The bulk of civil cases in Magistrates’ Courts relate to recovery of premises proceedings and connected matters. Unfortunately, majority of decisions on these cases are not tested on appeal due to poverty resulting in inability to fund appeal processes or a sheer unwillingness on the part of litigants to appeal. A few of these cases that proceeded beyond the Magistrates’ Courts level terminate at the High Court, except few that involve highly placed individuals or multinational corporations who have the resources to finance appeal processes at the Court of Appeal.
The result is that cases of recovery of premises decided at the Court of Appeal and Supreme Court are few compared to the number instituted at the Magistrates’ Courts and High Courts. Unfortunately, cases which strictly deal with recovery of premises, when commenced at the lower courts are transformed into a hybrid of recovery of premises and other issues by the time decided on appeal at the Court of Appeal or Supreme Court. See Elochin Nig Ltd and Anor V. Mbadiwe which was instituted at the Lagos High Court for unlawful ejectment, for not complying with the procedures of the Recovery of Premises Law. By the time it got to the Supreme Court a substantial part of the judgment was based on principles guiding award of exemplary damages. Against this background, decisions of the High Courts on recovery of premises cannot be entirely ignored for any meaningful discussion on this subject matter.
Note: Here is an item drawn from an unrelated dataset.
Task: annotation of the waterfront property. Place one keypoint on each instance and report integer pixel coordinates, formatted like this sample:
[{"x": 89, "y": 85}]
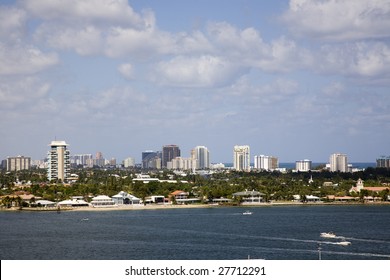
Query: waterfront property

The Supreme Court has over the years adopted and applied some of these lower court decisions on landlord and tenant in its contemporary decisions; See Pan Asian African Co. Ltd V. National Insurance Corporation (Nig) Ltd (1982)9 S.C. 1. Where the Supreme Court adopted and approved Akinosho v. Enigbokan & Anor (1955) I All N.L.R. 257, and Dawodu v. Ijale (1946) 12 W.A.C.A 12, in formulating the principles of statutory tenancy. In fact, Chief F.R.A. Williams (SAN) unsuccessfully urged the Supreme Court to overrule Dawodu v. ljale (supra) and Sobamowo v. The Federal Public Trustee (supra). The Supreme Court refused and reaffirmed the principles established in these lower courts’ decisions.
In line with this objective, the book is divided into ten chapters. Each chapter consists of comments, reported cases and summary. The cases fully reported are foundation cases that are considered relevant. But where there are any changes, such are reflected in the comments. For instance, the principles established in Oku V. Awanah (1961) All N.L.R. 116, on joinder of causes of action have been overruled by the Court of Appeal in Adejumo v. Hughes & Co. Ltd. (1989) 5 NWLR (Pt. 120) 146. The current thinking is that joinder of causes of action is to be regulated by the rules of court rather than solely by the provisions of the Recovery of Premises Statutes. Therefore the essence of the comments is to update principles of recovery of premises and bring them into proper focus.